How can I get the degree of every single node on Neo4j, and then find out which node has the biggest degree in a very huge graph (2 million nodes and 5 million relationships)?

I know I can use Cypher or Gremlin to achieve that, like:

start n = node(*) 
match (n)--(c)
return n, count(*) as connections
order by connections dsec

or

g.V.bothE

but the RAM my computer have is only 2G~4G, I always wait for a long time and get "undefined" when I issue the query above..

does anyone have some experience on query such huge graph on neo4j with gremlin or cypher?

2

2 Answers

2
votes

For the biggest degree, you should also limit the result, so cypher will only have to keep the top 10 results.

START n = node(*) 
MATCH (n)--(c)
RETURN n, count(*) as connections
ORDER BY connections DESC
LIMIT 10

Or you could do:

START n = node(*)
RETURN n, length((n)--(c)) as connections
ORDER BY connections DESC
LIMIT 10

Otherwise I agree with Stefan.

Today you can also use call apoc.stats.degrees('TYPE') where TYPE is the relationship type, you can also pass null or <TYPE or TYPE> with direction.
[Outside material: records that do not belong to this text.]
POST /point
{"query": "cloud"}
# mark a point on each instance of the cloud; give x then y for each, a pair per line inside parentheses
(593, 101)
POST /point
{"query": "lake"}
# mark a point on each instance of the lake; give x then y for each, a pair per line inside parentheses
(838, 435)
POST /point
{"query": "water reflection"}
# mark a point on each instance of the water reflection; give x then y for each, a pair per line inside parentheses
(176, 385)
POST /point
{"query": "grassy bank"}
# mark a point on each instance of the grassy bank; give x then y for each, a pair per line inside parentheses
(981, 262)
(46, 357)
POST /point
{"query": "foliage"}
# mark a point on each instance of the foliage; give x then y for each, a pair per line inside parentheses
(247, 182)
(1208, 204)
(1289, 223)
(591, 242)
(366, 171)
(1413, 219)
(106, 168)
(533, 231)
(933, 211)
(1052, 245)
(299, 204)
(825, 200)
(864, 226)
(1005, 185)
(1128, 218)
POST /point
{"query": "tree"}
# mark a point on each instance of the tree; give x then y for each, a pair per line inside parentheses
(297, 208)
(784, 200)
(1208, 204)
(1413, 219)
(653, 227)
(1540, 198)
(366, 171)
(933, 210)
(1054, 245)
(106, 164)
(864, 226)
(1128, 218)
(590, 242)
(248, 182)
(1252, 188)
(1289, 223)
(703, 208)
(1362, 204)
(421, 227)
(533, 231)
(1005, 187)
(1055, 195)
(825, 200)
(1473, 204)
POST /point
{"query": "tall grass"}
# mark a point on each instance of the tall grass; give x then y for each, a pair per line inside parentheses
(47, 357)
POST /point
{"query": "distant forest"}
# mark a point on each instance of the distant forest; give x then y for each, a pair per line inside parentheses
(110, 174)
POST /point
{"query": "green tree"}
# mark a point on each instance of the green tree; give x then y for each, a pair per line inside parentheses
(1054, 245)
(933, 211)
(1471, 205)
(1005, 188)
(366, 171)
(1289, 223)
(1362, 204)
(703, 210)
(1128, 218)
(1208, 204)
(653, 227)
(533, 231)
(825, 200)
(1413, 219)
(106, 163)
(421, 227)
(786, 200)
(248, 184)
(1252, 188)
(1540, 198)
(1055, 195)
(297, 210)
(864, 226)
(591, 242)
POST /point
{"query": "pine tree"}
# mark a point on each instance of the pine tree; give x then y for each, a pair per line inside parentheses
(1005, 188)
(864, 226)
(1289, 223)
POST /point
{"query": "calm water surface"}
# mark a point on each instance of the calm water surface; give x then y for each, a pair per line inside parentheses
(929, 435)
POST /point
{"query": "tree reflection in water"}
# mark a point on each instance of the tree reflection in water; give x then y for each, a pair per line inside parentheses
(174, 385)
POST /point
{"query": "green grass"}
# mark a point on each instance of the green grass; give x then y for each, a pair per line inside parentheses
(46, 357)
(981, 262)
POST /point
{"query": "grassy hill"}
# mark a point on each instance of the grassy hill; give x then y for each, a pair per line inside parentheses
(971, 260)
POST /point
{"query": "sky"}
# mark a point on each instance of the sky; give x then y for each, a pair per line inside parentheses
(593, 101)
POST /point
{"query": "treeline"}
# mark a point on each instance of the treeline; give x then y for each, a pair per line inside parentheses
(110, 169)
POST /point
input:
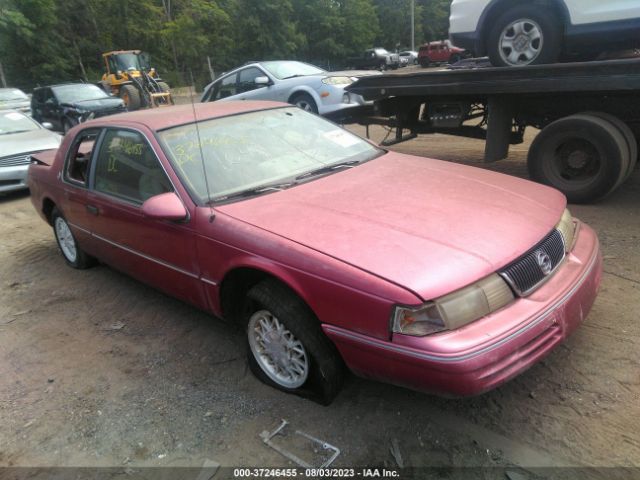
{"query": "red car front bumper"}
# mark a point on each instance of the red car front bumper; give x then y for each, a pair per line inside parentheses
(490, 351)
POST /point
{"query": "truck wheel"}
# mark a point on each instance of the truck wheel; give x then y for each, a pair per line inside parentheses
(305, 102)
(630, 138)
(287, 348)
(131, 97)
(581, 155)
(71, 252)
(525, 35)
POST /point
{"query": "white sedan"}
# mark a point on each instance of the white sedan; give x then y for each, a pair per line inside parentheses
(527, 33)
(298, 83)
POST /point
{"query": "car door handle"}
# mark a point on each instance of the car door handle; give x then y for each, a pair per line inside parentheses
(93, 210)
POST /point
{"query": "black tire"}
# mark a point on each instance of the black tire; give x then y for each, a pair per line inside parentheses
(630, 138)
(305, 102)
(131, 97)
(581, 155)
(325, 367)
(80, 260)
(545, 50)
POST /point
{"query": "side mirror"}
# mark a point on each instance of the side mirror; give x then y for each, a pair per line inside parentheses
(166, 206)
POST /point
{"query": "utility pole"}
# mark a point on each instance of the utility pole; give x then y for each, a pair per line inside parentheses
(413, 25)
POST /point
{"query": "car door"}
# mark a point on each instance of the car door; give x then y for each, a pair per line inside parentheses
(128, 170)
(596, 11)
(74, 203)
This procedure is implemented in parallel and works well for large graphs.

1
votes

That is in fact a very expensive, global operation. In this case you might be better off using a unmanaged extension that uses GlobalGraphOperations.getAllRelationships. During iterating all relationships you build up a Map and increment the counter for start and end node of each relationship. Final step is to find the maximum within your map.